What I Keep

Melissa Fournier ~

Inked footprints on paper
a one-ounce trial size
   of Johnson’s Head-to-Toe Baby Wash
   one-quarter gone
a striped receiving blanket and knit hat
   folded inside a clear plastic bag
   zipped to preserve her scent
a vial of holy water
   one-third gone
a dried white rose entwined with baby’s breath
two hospital bracelets
one sonogram picture at seven weeks
three sonogram pictures at twenty weeks
a urine-imbued double-pink-lined stick
   which I hold like proof
   the way Thomas held out his blood-
   and-water-soaked finger
   after removing it from Christ’s
   pierced side

About the poet:

Melissa Fournier is a perinatal and pediatric hospice social worker, and program director of a nonprofit bereavement center in Traverse City, MI. Her poetry has appeared in Dunes Review and The Sow’s Ear Poetry Review, and she received the 2013 William J. Shaw Prize for Poetry awarded by Michigan Writers, a nonprofit group dedicated to helping local writers hone their craft and publish their work.

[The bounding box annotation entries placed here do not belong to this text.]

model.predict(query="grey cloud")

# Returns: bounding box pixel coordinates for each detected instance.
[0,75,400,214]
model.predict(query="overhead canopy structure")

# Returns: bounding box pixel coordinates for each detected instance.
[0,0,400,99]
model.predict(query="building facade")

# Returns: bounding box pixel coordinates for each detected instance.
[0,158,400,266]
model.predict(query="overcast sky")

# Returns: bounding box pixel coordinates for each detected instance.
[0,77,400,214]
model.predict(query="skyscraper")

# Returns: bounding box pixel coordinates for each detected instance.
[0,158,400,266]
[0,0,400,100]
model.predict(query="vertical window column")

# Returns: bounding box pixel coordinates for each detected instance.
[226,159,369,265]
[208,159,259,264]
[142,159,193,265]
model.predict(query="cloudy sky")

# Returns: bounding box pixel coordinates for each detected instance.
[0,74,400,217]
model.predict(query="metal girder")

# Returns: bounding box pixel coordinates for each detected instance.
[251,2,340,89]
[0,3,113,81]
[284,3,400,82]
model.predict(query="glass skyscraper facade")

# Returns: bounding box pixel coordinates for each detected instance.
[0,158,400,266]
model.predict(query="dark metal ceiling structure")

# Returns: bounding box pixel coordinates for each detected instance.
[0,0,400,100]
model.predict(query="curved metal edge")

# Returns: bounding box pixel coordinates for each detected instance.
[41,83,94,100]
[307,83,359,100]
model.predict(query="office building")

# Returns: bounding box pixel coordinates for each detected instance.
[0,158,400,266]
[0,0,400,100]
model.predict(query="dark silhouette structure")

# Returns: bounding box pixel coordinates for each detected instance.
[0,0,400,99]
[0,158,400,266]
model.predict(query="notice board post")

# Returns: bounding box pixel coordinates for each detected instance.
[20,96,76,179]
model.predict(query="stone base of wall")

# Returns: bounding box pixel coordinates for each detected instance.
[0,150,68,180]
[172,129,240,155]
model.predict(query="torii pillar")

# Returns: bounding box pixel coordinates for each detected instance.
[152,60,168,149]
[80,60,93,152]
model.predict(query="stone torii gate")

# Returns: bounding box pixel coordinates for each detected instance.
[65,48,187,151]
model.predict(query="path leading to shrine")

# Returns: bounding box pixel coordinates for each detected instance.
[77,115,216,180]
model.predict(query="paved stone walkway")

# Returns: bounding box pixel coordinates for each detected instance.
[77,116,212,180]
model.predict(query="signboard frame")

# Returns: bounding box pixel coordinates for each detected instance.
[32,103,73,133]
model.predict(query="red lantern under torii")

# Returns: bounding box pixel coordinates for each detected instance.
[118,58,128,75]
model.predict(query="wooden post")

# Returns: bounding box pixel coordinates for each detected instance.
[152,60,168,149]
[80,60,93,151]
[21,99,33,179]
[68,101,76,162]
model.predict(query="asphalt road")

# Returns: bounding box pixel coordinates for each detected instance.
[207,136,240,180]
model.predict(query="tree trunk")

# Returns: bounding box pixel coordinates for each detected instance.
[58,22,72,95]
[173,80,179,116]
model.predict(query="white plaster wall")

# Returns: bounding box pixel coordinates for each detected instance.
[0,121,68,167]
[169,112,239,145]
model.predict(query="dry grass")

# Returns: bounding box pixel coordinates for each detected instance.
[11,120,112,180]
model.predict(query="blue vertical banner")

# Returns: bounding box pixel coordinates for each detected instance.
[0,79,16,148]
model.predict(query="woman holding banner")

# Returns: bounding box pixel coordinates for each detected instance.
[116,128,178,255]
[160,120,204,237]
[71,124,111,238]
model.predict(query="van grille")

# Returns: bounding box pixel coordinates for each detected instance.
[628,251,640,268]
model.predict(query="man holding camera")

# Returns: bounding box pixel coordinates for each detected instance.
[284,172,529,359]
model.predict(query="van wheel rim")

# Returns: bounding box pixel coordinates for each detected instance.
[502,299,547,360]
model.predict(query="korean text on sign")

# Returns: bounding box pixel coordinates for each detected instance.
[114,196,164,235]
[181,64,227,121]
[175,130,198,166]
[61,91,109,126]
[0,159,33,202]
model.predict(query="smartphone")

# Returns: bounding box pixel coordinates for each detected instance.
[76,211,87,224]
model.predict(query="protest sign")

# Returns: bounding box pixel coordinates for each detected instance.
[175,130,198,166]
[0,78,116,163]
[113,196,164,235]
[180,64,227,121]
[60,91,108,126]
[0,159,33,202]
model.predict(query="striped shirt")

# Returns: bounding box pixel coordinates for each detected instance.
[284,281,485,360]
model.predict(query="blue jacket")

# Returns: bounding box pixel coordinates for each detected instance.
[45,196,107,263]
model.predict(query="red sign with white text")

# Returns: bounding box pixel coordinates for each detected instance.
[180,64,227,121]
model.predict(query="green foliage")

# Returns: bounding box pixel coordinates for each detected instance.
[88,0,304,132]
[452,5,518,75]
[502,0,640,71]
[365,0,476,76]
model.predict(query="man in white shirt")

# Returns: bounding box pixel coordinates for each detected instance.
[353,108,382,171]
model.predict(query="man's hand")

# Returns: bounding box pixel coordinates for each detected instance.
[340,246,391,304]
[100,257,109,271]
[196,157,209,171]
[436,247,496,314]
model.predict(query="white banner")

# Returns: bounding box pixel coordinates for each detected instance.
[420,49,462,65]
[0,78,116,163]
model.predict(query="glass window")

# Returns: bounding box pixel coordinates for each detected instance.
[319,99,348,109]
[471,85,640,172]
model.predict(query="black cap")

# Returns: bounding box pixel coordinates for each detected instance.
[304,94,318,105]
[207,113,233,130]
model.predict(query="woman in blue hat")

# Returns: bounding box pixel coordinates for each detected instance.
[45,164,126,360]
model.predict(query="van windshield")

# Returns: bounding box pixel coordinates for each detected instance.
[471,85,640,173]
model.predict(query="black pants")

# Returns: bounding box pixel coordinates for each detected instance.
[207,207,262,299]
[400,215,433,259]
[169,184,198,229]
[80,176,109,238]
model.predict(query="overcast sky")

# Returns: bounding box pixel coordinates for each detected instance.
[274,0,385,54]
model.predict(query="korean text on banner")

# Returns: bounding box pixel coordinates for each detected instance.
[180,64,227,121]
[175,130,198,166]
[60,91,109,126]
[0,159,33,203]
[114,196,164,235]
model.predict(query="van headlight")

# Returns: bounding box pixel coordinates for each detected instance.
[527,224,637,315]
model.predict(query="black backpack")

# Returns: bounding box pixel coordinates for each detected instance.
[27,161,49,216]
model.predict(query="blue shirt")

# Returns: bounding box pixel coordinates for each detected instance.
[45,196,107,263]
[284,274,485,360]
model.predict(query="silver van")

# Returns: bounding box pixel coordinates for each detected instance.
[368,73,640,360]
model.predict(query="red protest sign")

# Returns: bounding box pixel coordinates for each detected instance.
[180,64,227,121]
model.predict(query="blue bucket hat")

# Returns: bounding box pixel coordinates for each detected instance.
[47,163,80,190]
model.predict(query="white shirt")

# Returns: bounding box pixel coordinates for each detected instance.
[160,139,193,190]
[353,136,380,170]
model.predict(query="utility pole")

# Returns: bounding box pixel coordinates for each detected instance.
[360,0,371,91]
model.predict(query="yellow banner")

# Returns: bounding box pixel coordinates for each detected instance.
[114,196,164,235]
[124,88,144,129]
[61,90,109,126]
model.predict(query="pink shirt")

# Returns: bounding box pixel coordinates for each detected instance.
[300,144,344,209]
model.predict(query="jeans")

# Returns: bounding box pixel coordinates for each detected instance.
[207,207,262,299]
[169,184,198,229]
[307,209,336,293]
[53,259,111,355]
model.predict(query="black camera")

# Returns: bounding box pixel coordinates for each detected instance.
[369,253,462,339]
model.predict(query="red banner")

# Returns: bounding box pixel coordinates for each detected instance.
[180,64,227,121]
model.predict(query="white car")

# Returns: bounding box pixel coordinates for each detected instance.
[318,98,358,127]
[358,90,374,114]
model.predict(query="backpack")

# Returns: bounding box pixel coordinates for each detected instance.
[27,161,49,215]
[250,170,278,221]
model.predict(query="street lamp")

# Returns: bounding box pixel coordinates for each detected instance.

She also facilitates Writing Through Loss, a therapeutic writing program for individuals grieving the death of a loved one.

About the poem:

“This poem was inspired by my disbelief over the death of my daughter, Camille Grace, born on the very edge of viability and held for the entirety of her ninety-minute life. Yes, she was here, and she is risen.”